Re:So What Was the FBI Supposed to Do? (2)

Hentes (2461350) | more than 2 years ago | (#39880965)

what was the FBI supposed to do? Throw up their hands and say "Nothing can be done" to the parents and students at the University.

Yes. There is no way to stop anonymous threats from happening. But you aren't required to evacuate every time a 12 year old kid calls you.

Yes you are (1)

Sycraft-fu (314770) | more than 2 years ago | (#39881189)

In the law-suit happy world we live in, you dam sure do need to evacuate on bomb threats. If you do, you'll get sued. Even if it is just a case of you didn't evacuate and it is revealed that you received a threat there's a decent chance you get sued. However in the event there is a bomb and it goes off? You are fucked, sued out of existence. So, institutions have to err on the side of caution, on the side of not getting sued.

What it changed? Change the law first. However you cannot reasonably say to a university "Just ignore it, hope it is nothing and that nobody find out and sues you."

Also there are ways to stop anonymous threat from happening, you just really, REALLY won't like any of them.

Re:Yes you are (2)

Mordermi (2432580) | more than 2 years ago | (#39881231)

I agree with this. Also, my girlfriend works there and I would much rather them evacuate than my girlfriend get blown up because they ignored a threat by "a 12 year old kid" that turns out to be real.

Re:So What Was the FBI Supposed to Do? (0)

Anonymous Coward | more than 2 years ago | (#39880991)

They could have shut down the campus and university network, as that would undeniable prevent any more threat being sent over email.
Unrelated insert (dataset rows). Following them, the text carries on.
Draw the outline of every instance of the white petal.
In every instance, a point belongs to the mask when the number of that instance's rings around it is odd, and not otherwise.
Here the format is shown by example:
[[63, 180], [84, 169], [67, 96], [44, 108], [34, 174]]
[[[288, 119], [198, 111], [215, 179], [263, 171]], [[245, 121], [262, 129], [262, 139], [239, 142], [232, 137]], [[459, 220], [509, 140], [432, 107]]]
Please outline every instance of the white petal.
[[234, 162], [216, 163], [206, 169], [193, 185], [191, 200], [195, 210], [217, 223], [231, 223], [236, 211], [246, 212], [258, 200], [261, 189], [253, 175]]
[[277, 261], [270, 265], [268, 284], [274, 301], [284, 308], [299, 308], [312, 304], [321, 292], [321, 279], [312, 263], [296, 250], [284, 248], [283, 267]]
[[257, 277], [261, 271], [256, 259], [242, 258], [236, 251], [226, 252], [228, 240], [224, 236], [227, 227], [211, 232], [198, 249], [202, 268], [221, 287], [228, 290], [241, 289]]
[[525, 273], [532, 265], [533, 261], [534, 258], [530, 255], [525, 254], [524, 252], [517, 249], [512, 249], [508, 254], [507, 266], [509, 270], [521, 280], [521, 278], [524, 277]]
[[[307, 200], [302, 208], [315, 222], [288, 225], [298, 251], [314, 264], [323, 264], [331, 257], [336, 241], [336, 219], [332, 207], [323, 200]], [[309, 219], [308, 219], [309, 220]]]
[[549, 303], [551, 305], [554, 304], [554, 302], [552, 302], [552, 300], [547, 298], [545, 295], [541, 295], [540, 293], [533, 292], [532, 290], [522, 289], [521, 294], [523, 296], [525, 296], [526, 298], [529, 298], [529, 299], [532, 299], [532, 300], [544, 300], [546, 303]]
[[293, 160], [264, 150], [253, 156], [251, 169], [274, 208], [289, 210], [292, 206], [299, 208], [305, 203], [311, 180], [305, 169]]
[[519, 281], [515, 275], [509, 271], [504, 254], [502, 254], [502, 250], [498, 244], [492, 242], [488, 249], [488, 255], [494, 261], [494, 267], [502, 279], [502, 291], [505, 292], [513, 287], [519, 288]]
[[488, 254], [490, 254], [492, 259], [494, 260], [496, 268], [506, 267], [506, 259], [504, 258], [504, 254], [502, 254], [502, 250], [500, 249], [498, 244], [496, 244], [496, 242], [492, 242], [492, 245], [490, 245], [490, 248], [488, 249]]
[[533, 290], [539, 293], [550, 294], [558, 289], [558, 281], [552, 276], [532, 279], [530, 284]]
It would also be very visable for the students and parents!

Re:So What Was the FBI Supposed to Do? (1, Insightful)

cpu6502 (1960974) | more than 2 years ago | (#39881035)

No law was broken?!?!?

Try reading the Bill of Rights sometime. The FBI broke the 6th law in that document (also known as the 4th amendment) which requires obtaining a search warrant from a judge prior to entrance.

And yes sometimes the bad guy gets away. That is preferable to harassing innocent people & treating them like criminals (example: patting down their breasts and crotches) (example: randomly searching through cars) (example: arresting people who publish anti-war pamphlets) (example: rounding-up asian-Americans & tossing them in jail cause it's world war 2) (example: assassinating Americans because you SUSPECT they might be terrorists) (example: strip-searching old people before they can fly) (example: forcing a breast-feeding mom to stand in a glass jail for an hour, rather than let her take her pumping equipment home to her newborn kid) (example: ......

INFORM yourself of what's happening in the world.

You Need to Slow Down (4, Insightful)

eldavojohn (898314) | more than 2 years ago | (#39881209)

Try reading the Bill of Rights sometime. The FBI broke the 6th law in that document (also known as the 4th amendment) which requires obtaining a search warrant from a judge prior to entrance.

You mean something like this [eff.org] ? The warrant that was linked to not only in the article but also the summary?

And yes sometimes the bad guy gets away.

That would be a hilarious motto for any law enforcement agency! I'd opt for "We do everything within our legal rights to catch the bad guy."

That is preferable to harassing innocent people & treating them like criminals (example: patting down their breasts and crotches)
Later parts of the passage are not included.